I also remember pride. Among the emotions that flash through one’s head in combat are, first, fear, then ardor and madness. Later, exhaustion, resignation, and indifference filter into the soldier’s soul. But if he survives, and if he is from the good seed from which certain men germinate, there also remains the honor of a duty fulfilled. I am not, Your Mercies, speaking of the soldier’s duty to God or to his king, nor of the inept but honorable soldier who fights to collect his pay, not even of the obligation to friends and comrades. I am referring to something else, something I learned at Captain Alatriste’s side: the duty to fight when one must, aside from the question of nation and flag, the moral burden of a fight that tends not to be occasioned by either of these but by pure chance. I am speaking of when a man grasps his sword in hand, takes his stance, and demands the true price of his hide rather than simply giving it up like a sheep to the slaughter. I am speaking of recognizing, and seizing, what life rarely offers: an opportunity to lose it with dignity and with honor.

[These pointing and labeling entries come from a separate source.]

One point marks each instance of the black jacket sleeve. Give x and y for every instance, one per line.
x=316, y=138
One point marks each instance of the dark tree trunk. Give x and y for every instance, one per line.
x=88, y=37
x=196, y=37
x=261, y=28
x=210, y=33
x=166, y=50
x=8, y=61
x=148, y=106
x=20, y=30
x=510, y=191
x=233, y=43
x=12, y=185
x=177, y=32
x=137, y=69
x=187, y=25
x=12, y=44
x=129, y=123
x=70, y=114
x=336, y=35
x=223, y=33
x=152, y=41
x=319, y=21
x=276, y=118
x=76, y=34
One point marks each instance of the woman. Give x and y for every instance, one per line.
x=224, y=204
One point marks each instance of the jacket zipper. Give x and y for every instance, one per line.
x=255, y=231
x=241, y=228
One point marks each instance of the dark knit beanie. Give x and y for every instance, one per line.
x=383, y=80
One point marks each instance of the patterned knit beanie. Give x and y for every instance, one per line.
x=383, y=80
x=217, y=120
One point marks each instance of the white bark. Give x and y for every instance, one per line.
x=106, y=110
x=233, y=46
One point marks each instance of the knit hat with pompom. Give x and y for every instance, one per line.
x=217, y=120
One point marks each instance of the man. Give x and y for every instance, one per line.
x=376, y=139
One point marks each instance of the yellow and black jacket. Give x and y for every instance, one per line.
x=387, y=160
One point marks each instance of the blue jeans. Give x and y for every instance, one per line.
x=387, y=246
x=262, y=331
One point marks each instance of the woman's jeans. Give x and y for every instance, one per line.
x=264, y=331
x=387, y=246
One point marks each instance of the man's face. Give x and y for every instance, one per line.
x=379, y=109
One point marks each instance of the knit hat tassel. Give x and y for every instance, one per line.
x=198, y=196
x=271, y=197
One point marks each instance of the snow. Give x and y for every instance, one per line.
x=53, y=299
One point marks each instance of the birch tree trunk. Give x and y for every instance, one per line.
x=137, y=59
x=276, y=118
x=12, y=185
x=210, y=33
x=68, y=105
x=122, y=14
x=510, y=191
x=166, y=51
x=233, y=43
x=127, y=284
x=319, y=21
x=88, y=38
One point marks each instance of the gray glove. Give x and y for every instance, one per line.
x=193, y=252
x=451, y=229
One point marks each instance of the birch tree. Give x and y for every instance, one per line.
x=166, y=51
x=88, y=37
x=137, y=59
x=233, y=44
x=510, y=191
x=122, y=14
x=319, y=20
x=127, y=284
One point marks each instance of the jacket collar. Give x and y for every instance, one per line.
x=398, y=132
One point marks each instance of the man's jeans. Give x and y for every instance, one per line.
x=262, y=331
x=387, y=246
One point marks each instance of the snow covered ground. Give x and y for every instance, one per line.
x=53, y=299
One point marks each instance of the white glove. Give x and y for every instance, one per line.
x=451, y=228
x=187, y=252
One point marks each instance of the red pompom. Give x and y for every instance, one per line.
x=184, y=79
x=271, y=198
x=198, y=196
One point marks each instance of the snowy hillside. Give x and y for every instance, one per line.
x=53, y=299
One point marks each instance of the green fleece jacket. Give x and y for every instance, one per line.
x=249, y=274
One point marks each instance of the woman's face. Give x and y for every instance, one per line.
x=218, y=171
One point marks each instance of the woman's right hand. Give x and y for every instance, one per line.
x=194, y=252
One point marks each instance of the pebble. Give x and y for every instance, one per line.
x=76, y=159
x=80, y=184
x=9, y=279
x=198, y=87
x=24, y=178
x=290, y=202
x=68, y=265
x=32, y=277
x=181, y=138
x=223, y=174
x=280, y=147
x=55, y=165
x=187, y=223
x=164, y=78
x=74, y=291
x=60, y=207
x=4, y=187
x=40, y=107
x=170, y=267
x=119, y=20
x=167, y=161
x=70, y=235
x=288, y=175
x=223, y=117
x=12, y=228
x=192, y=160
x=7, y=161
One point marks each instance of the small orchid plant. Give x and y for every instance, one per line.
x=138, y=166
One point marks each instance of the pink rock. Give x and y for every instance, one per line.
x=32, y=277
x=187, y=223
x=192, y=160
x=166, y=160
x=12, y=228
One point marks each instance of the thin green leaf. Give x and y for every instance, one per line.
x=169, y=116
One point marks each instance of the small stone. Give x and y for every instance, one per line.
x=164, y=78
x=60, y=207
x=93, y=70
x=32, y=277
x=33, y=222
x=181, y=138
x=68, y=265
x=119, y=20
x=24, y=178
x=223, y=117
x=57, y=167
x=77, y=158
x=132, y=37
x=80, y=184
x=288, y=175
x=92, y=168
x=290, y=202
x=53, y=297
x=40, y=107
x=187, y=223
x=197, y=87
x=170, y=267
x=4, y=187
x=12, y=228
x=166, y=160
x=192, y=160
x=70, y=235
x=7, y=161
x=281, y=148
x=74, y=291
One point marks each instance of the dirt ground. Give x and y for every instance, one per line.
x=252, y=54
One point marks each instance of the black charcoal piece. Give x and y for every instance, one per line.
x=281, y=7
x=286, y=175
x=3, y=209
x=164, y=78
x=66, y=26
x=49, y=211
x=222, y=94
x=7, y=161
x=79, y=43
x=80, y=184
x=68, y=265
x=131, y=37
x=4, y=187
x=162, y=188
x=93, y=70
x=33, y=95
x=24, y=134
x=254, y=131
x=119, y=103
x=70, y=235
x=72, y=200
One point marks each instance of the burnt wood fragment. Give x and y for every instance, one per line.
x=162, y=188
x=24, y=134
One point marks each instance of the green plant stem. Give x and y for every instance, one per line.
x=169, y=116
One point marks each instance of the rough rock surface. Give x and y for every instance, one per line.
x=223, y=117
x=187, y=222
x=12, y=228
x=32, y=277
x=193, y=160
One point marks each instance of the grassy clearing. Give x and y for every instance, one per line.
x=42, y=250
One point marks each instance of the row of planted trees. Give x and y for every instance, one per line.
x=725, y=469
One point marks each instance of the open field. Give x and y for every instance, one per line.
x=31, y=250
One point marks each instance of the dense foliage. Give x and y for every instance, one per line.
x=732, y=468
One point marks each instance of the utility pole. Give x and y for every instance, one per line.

So, I was looking for my master. In the midst of all the fury of sword thrusts, pistol shots, and gutted horses treading on their entrails, I pushed and shoved my way with pounding heart, dagger in hand, yelling for Captain Alatriste. There was death on all sides, but by now no one was killing for his king; they just did not want to give up their lives too cheaply. The first rows of our squad were a pandemonium of Spaniards and Hollanders locked in deadly embrace, their orange or red bands the only guide as to whether one should drive in steel or stand shoulder to shoulder with a comrade.

This was my first experience of real combat, a desperate struggle against everything I identified as the enemy. I had been in my fair share of scrapes: shooting a man in Madrid, crossing steel with Gualterio Malatesta, attacking the gate of Oudkerk, in addition to minor skirmishes here and there in Flanders. Not, if you will forgive me, a trivial record for a youth. And only moments before, my dagger had drawn the last breath from the heretic wounded by Captain Alatriste, whose lifeblood stained my jerkin. But never, never until that Dutch charge, had I been in anything like this, sunk in such madness, to the point where chance counted more than courage or skill. Every man was giving his best in the fight, joining together in a mob of men slipping and sliding over the dead and wounded, stabbing each other on grass slick with blood. Pikes and harquebuses were useless now, even swords were of little use, the best weapon for cutting and slicing and stabbing being a dagger or poniard. I do not know how I managed to stay alive through such havoc, but after a few moments—or was it a century? Even time had stopped running as it should—I found myself, bruised, shaken, filled with a mixture of fright and courage, beside Captain Alatriste and his comrades.